In the tradition of his acclaimed Trout: An Illustrated History, renowned naturalist, artist, and fisherman James
Prosek captures 35 of the most pursued saltwater fish—from striped bass to tarpon, swordfish to bonefish—as well
as many creatures that share these marine ecosystems through highly detailed watercolors painted specifically for
this volume. OCEAN FISHES is his personal tribute to marine beauty unlike any published before—based on travel,
intense observation, work with scientists, and stories of those who know the fish most intimately, fishermen both
recreational and commercial. It is also the author’s quiet conservation statement; in showing the beauty and
monumentality of these fish, Prosek is urging us to appreciate and preserve what we have before it is lost forever.

Each painting reflects Prosek’s individual experience with a single fish.

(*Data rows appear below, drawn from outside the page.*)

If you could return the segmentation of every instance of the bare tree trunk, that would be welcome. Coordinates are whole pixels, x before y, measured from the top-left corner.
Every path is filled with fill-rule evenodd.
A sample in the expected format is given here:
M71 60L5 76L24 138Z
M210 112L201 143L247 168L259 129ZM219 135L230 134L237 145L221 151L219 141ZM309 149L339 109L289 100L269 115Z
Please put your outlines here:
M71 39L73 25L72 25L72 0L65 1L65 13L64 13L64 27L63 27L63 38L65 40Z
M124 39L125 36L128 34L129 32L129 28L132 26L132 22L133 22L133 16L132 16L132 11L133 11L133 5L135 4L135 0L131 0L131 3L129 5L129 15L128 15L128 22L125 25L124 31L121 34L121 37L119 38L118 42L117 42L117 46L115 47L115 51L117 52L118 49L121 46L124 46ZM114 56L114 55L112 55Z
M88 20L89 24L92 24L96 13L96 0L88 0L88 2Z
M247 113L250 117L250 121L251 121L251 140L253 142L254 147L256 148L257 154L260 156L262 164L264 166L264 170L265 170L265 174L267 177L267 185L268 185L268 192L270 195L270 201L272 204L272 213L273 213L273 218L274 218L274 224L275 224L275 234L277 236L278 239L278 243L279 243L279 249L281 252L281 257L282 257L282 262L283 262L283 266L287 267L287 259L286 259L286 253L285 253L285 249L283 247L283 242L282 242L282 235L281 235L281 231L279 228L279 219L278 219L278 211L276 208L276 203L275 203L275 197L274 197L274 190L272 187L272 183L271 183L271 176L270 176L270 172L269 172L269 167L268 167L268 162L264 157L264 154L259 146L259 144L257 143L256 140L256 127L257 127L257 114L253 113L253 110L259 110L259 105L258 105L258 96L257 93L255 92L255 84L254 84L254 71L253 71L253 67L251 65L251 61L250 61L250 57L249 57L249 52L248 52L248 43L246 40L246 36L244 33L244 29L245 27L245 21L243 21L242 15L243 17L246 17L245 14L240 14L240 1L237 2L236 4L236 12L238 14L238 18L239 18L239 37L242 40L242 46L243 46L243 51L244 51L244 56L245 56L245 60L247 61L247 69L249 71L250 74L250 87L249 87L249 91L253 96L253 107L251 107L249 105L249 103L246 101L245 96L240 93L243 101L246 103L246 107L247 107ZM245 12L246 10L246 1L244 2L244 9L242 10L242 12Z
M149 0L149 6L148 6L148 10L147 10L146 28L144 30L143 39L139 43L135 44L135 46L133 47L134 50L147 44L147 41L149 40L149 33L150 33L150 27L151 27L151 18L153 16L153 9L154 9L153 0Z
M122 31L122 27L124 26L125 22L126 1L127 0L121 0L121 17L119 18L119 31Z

These paintings give the reader a privileged
view of a fish fresh from the ocean when its changing colors first glint in the sun—a view ordinarily glimpsed only
by the fishermen on the boat. The artist traveled the Atlantic, from Nova Scotia to the Cape Verde Islands, to
experience first-hand each species just out of the water before the fish lose their true colors.

ABOUT THE ARTIST AND CONTRIBUTORS: James Prosek made his authorial debut at 19 years of age with Trout:
An Illustrated History, earning him the moniker “the Audubon of the fishing world” by The New York Times. Prosek
is a regular contributor to The New York Times and won a Peabody Award in 2003. He lives in Easton, Connecticut.
Peter Matthiessen is a two-time National Book Award–winning author—for The Snow Leopard, 1980, and
Shadow Country, 2008. His work, Blue Meridian, is thought to have inspired Peter Benchley to write Jaws in 1974.
His 1988 book Men’s Lives is an eloquent portrayal of the disappearing way of life of the Long Island fisherman. He
lives in Sagaponack, New York. Robert M. Peck is Curator of Art and Artifacts and Senior Fellow of the Academy
of Natural Sciences of Philadelphia, and is also a writer, naturalist, and historian who has traveled extensively
worldwide. Christopher Riopelle is the Curator of Post-1800 Paintings at The National Gallery, London. He has
held curatorial positions at the Philadelphia Museum of Art and the J. Paul Getty Museum, CA , and has curated
exhibitions on Renoir (1990 and 2007); Rodin and Michelangelo (1996–1997); Portraits by Ingres (1999–2000), and
a forthcoming exhibition on Richard Hamilton (2012) among others.